Focus on Neighborhoods, Not Cities
Rob Kischuk has an excellent post up today titled startup communities are neighborhoods, not cities. Here’s an excerpt:
In a world where email, mobile phones, and video chat connect people instantly, it’s easy to underestimate the value of physical proximity. Boulder, Colorado has a thriving startup community, driven by startup density. In Atlanta, we would just call Boulder a suburb – it’s as close to downtown Denver as many of Atlanta’s outer suburbs are to downtown. I am certain that if an entrepreneur claimed that putting their office in Denver was just as good as setting up in Boulder, they would be roundly chastised, but in Atlanta, we pretend that all locations are equal, and that spreading startups across our metro area’s 8,000 square miles is competitive with Boulder concentrating its startups into 40 square blocks.

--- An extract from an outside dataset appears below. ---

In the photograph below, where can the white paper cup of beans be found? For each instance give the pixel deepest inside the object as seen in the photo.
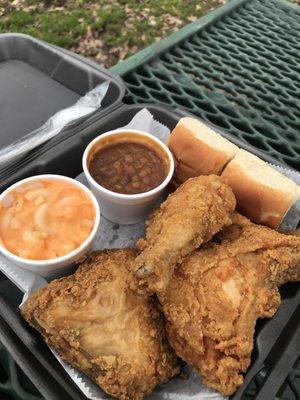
(47, 223)
(127, 170)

Any startup community that wants to replicate Silicon Valley, New York, Cambridge (Boston), or Boulder cannot ignore these facts. Proximity matters. Not linearly. Exponentially. Imagine that raising your seed round isn’t a matter of getting introductions to people you’ve never met. Imagine it’s having follow-up conversations with people you were first introduced to when you met a friend for lunch, then ran into them half a dozen times as you walked down the street to other meetings, then you talked to them about investing.
Rob lives in Atlanta and makes a powerful point that while “Atlanta” can be a startup community, the entrepreneurial leaders there should concentrate on “neighborhoods” first. Create some real entrepreneurial density by choosing a neighborhood and building all the entrepreneurial activity within in. A five by ten block area is more than enough. There’s no need for any formal decisions or declarations – just start doing it. In addition to locating there, all the entrepreneurs in the area should have events in the neighborhood, have dinners there, hang out there, and get to know and be part of the neighborhood. Over time the word with spread and you’ll wake up one day with a startup neighborhood.
These neighborhoods connect into one big community. Like most things associated with startups, this is a bottoms up, networked phenomenon. There isn’t a president of the startup neighborhood, nor do you have to be a member of it. And no one is the king of the community who gets to say where the neighborhoods are – they are just where the action is.
Go read Rob’s post – it’s a good one.